Imperial War Museum North: the pitfalls of novelty

In the first few years of the National Lottery, museums were built employing architects who had no interest in museums per se but instead limitlessly indulged their own vanity. Those who drew attention to the blatant unsuitability of resulting buildings were dissed as old-fashioned, traditional and behind the architectural times. The result of this defended process was that buildings materialised which were uniquely unsuitable. This building-for-appearances sake continues but, following numerous notable failures, sensible scepticism is growing.

One might reasonably ask why museum trustees went along with this philosophy in the first place. Surely they should have realised at the time the unsuitability of structures such as the Imperial War Museum North. One supposes the commissioners of such a pisspoor building wanted to be seen as ambitious, forward looking, and willing to embrace the new even if it was fundamentally crass. They did not want to appear cautious or conservative: indeed, it’s a certainty they wouldn’t have been appointed as trustees if they were. And you can bet your pension that the Lottery, with its hand-picked State Art assessors, wouldn’t consider supporting any plan without the cutting-edge novelty added by one of its approved architects. During this process the basic intellectual challenge in any building, that originality of design should be matched to suitability of purpose, was waived.
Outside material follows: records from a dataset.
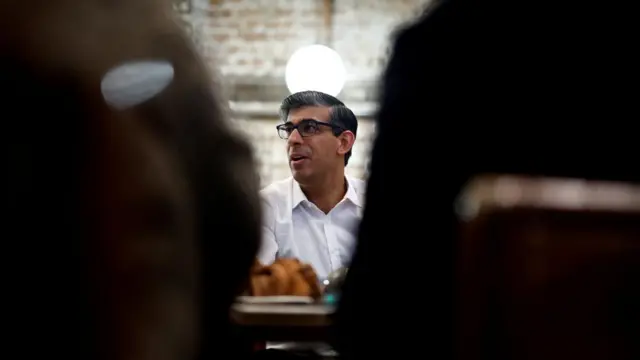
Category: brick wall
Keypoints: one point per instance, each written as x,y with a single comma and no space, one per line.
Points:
248,43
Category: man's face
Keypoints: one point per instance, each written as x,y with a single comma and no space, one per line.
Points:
316,153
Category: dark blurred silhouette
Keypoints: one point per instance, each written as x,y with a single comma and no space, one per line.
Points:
472,88
128,229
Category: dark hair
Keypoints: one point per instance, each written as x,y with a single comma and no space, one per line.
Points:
341,115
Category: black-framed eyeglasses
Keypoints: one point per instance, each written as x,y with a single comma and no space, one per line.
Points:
306,127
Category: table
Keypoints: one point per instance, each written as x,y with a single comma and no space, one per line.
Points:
283,322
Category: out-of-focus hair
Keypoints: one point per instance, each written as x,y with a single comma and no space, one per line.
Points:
130,228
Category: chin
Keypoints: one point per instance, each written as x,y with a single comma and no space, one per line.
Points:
300,176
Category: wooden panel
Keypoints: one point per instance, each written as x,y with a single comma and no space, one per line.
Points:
549,277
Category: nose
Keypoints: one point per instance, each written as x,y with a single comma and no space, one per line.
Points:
295,138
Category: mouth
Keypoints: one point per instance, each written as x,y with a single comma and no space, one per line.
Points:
297,159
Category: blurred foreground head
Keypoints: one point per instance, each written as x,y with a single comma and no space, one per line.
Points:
124,193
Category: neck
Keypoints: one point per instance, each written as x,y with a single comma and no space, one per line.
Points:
328,192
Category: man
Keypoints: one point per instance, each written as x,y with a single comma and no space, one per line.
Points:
313,215
122,209
497,106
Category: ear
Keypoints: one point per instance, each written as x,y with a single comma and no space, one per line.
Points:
346,139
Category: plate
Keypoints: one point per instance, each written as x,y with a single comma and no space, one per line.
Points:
275,299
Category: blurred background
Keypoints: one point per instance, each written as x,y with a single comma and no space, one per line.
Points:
249,43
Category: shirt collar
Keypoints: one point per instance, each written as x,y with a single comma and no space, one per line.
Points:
298,196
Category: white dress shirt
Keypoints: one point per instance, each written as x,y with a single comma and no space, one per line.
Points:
294,227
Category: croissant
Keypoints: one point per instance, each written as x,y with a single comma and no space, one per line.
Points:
284,277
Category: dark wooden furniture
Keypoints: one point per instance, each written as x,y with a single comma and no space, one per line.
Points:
282,322
548,269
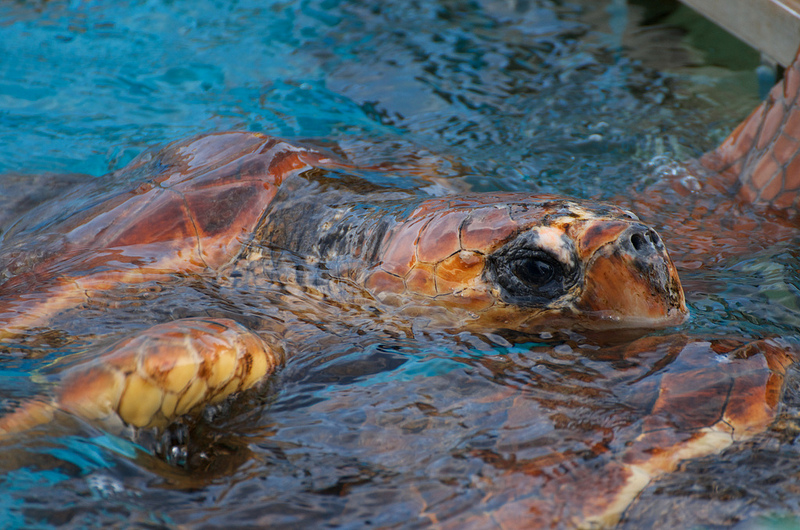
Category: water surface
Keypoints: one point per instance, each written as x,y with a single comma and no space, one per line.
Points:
390,425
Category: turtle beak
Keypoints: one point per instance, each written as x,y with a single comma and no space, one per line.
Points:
629,280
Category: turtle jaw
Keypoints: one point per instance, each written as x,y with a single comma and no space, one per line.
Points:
629,279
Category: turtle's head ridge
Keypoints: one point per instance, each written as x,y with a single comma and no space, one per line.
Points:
530,263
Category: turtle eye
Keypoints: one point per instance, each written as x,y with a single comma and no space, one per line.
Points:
535,272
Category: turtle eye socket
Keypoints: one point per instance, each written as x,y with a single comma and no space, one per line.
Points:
535,272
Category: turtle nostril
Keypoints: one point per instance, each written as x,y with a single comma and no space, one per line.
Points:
638,242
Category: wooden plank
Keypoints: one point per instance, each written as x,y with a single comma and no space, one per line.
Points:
770,26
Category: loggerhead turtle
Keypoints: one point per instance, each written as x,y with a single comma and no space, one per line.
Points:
240,209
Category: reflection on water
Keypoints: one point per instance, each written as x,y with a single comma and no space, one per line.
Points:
380,421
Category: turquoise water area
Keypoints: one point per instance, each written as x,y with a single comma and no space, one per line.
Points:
377,428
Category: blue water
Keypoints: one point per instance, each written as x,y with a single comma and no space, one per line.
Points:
576,98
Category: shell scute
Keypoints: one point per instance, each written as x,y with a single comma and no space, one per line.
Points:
421,280
486,227
439,238
459,271
400,253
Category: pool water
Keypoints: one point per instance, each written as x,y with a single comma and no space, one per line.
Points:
376,426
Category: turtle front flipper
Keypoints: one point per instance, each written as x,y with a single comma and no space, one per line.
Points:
169,370
763,153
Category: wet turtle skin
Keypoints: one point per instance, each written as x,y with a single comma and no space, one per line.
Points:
255,209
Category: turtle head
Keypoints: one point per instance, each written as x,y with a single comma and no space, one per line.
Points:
596,269
509,261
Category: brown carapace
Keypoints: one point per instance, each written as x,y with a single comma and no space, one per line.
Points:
236,202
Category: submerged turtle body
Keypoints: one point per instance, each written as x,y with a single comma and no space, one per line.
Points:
224,201
242,209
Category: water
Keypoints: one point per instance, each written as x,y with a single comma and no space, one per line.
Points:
395,426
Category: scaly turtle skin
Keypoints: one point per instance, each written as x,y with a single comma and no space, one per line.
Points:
237,203
241,207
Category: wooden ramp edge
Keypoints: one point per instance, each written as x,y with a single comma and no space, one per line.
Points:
770,26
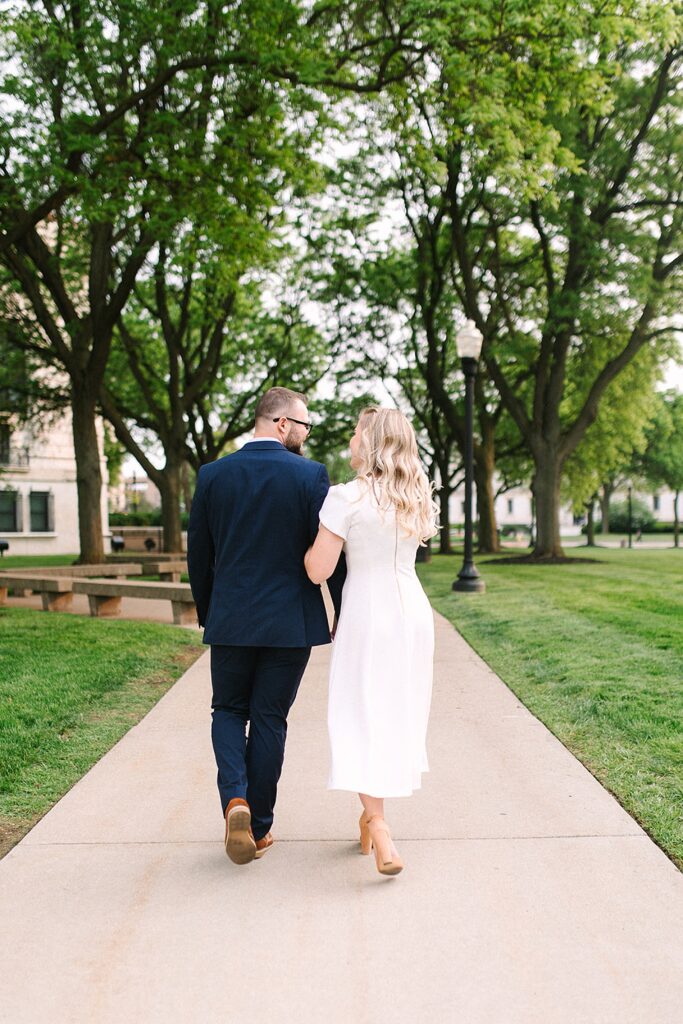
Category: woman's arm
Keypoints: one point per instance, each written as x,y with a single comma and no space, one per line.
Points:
321,559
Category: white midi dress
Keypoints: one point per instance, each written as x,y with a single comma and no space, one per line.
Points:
382,657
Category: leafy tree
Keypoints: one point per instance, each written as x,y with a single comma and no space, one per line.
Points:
119,119
594,279
662,462
607,450
189,360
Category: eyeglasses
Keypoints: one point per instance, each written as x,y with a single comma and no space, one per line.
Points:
301,423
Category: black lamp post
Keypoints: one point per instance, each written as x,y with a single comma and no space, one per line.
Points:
469,341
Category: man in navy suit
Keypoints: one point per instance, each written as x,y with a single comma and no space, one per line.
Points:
254,515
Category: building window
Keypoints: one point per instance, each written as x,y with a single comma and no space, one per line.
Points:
10,512
41,512
4,444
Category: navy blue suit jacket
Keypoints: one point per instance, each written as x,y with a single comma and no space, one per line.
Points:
254,515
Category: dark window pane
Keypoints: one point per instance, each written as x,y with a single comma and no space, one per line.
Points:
39,512
7,511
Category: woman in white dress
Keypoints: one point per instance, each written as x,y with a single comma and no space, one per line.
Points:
381,673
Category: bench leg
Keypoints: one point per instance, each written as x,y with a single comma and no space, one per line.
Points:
101,606
183,613
56,602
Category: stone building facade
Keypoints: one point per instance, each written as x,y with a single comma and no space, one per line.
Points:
38,496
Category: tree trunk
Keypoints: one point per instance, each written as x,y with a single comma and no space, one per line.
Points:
546,487
169,487
590,525
443,465
677,524
484,466
605,498
184,482
88,474
444,519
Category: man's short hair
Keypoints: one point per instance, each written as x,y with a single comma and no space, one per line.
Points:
276,401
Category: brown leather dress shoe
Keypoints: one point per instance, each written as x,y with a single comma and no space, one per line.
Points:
240,845
263,844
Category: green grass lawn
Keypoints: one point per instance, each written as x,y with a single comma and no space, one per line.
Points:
29,561
596,652
70,688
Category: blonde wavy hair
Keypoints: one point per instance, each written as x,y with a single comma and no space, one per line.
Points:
389,463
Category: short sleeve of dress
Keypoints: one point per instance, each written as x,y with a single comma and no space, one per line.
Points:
337,511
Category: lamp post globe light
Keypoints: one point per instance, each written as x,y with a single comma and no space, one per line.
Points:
468,342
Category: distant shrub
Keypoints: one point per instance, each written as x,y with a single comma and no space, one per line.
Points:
152,518
641,516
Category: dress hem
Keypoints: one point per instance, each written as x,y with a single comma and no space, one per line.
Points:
376,796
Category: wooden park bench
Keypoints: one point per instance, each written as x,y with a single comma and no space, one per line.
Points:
56,592
104,596
120,571
169,571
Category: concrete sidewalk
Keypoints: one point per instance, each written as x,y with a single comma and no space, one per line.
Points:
528,894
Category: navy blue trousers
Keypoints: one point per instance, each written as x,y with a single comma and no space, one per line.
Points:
255,685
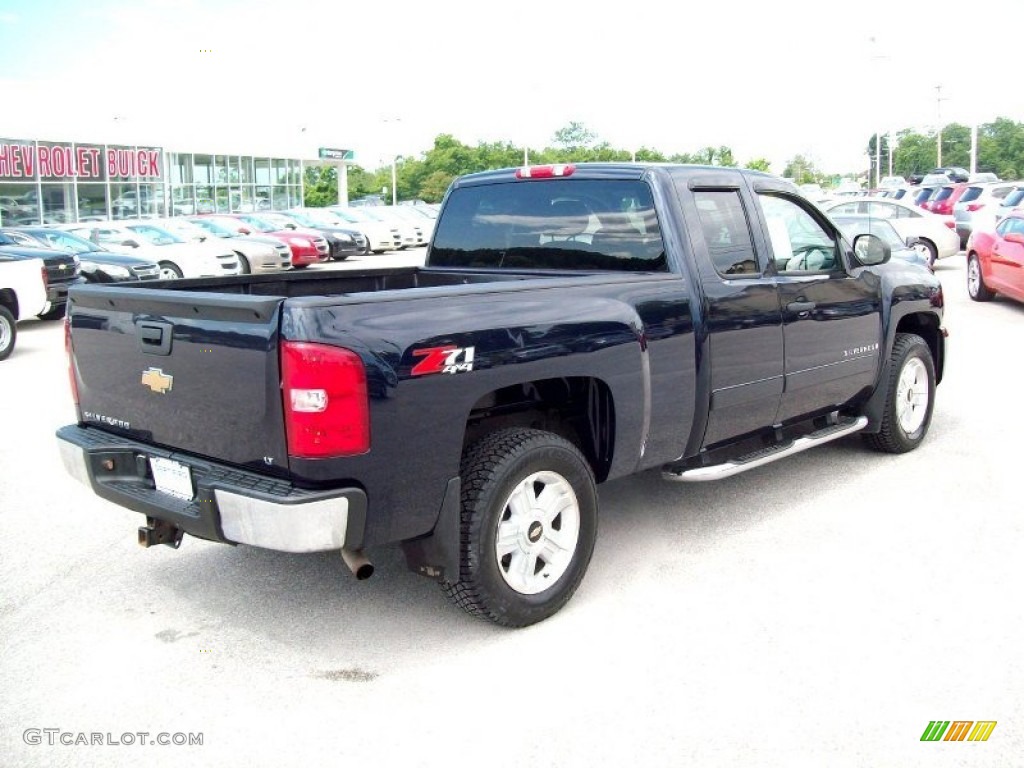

The Imperial War Museum North is a horrible failure. Twelve years after opening it is already dilapidated and its inadequacies depressingly apparent. Even in warm weather the attendant showing people to a concealed concrete entrance has to be dressed for the Pole because a vortex of cold wind rushes through an ugly, skeletal and empty tower. And so much of this building is also empty. Like many such developments it looks huge and unusual from a distance and cheap, jerry-built and cramped on arrival.

The exhibition space is an asymmetrical, gloomy shed, high roofed and echoing, where it is hard to find bearings. Corridors are poky, meandering and seemingly ad hoc and there are no galleries for showing the pictures of the best collection of 20th century British art outside the Tate.

Gilbert Rogers’s Ypres, 1915 (above), 11 by 15 feet, is being exhibited for the first time in a century. It shows the work of the RAMC and the British Red Cross tending wounded at a dressing station during the first battle of Ypres in 1914. You might have thought they would have exhibited this picture prominently, but instead it is stuck behind a staircase because they can just about wedge it in there, but nowhere else. You can’t see it comfortably. It was worth pulling out of store but they had nowhere to show it properly in a museum they had themselves commissioned. The fact that the IWMN displays, as currently organised, constitute an unordered, noisy ‘Visitor Experience’ of conflicting flashing projections in which every surface is ripe for films and animations is another serious problem. The place has more in common with a multiplex than a museum.

With the IWM’s London headquarters unluckily closed for the first half of this WW1 centenary year, how easy it ought to have been to truck up to this outpost some of the great First World War pictures currently not on show. But there isn’t anywhere to put them. Indeed, the exhibition area is tiny compared to the overall dimensions of the site and the outer bluster of the structure.

How did the trustees fall for this turkey of a stunt without asking obvious questions about its unsuitability? Doubtless they were intimidated by architect Daniel Liebeskind spinning them a line about the globe being shattered and the pieces being reconstructed in a way which would “emotionally move the soul of the visitor toward a sometimes unexpected realization”. That’s the sort of bollocks mouthed by the desperate in all professions. The fact is the trustees were sold a pup by a silvertongue. Thus was a worthwhile project sacrificed to the whim of an architect whose one London building on Holloway Road is the capital’s tackiest eyesore.

We inhabit an age when it is impossible to expect a new museum capable of showing exhibits well. Why has it become impertinent to demand a building fitted to its purpose?